Some miners and their families were so terrified of the journey in the containers they stayed on the plateau for 20 years and more.
The first miners' strike in New Zealand was called there and when the workers won they physically ejected the scab workers who had taken their place. Denniston is now a ghost town and no wonder, if the site is as unremittingly miserable as this novel claims. Wonderful historical stuff.
Jenny Pattrick is a jewellery-maker, former chair of the Crafts Council and the Arts Council. This is her first novel and she clearly has writing skills. Some descriptive passages are economical and effective. A skinny man "unfolds his insect legs". Rose disappears into a crowd "like a silverfish in a box of handkerchiefs".

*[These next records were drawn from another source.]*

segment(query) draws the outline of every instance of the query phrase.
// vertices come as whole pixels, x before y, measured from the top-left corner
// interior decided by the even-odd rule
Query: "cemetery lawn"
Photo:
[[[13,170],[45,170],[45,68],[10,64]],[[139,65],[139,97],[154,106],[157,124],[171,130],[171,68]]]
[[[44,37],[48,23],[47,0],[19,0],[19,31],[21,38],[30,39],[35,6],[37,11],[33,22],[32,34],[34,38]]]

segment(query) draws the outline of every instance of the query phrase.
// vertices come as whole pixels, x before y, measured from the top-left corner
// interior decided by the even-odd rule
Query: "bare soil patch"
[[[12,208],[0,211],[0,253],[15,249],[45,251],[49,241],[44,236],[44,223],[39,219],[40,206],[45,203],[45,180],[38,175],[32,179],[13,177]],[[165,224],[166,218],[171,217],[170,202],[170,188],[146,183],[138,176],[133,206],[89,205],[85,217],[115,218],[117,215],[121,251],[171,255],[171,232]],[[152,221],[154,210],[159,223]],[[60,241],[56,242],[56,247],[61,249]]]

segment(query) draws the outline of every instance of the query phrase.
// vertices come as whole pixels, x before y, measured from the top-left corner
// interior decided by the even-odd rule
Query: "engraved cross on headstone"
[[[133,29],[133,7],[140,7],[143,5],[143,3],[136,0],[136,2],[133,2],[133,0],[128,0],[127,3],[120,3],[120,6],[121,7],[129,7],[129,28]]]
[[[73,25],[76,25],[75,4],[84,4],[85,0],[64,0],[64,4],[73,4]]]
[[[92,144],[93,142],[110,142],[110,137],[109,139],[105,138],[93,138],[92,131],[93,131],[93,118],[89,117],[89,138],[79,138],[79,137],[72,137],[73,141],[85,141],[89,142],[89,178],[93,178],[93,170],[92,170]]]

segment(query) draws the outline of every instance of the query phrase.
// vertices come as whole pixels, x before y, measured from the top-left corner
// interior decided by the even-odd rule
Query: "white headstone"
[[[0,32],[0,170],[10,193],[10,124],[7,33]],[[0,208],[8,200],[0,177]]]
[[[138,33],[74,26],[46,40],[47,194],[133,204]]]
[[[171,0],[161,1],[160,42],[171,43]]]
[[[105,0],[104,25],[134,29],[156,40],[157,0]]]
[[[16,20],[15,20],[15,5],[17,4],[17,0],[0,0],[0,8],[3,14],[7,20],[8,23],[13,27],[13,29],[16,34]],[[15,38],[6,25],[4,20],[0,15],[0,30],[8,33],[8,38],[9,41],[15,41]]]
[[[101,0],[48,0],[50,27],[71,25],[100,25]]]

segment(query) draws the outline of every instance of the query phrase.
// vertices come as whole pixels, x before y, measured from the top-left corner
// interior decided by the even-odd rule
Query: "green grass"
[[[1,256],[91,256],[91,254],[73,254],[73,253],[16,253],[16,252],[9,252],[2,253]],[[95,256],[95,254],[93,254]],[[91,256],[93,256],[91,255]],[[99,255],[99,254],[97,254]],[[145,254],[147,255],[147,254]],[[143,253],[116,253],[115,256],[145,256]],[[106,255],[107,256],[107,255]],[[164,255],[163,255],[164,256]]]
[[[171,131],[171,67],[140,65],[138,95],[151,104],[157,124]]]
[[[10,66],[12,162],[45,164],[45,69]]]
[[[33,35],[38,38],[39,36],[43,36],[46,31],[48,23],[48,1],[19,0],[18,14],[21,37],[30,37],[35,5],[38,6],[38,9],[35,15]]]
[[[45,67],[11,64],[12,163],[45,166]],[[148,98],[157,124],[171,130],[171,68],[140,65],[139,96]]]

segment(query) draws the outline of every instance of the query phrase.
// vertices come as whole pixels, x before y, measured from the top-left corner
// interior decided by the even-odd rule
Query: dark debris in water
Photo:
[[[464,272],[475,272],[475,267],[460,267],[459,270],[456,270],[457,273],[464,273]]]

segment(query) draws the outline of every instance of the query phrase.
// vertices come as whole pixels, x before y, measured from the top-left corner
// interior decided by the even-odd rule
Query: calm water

But as a novel, it is, well, a rollicking good yarn, which means lots of things happen and the narrative moves at pace. No mean feat and one that will captivate some readers.
But it is pure melodrama and the author never gets inside the characters, many of whom have "sunny natures", or are "fiery" or even "fierce". Some are all of those things at different times. They emote in predictable ways and then stop, like geysers.
The children behave more like small adults and the motivation of many of the characters is unconvincing. No one is indifferent to or ambivalent about anything. Some of the humour is unconscious.
All these things mean the novel is easy to read and easy to put down at the end without a single echo left in the head or the heart.
Black Swan, $26.95
* Gordon McLaughlan is a Herald columnist.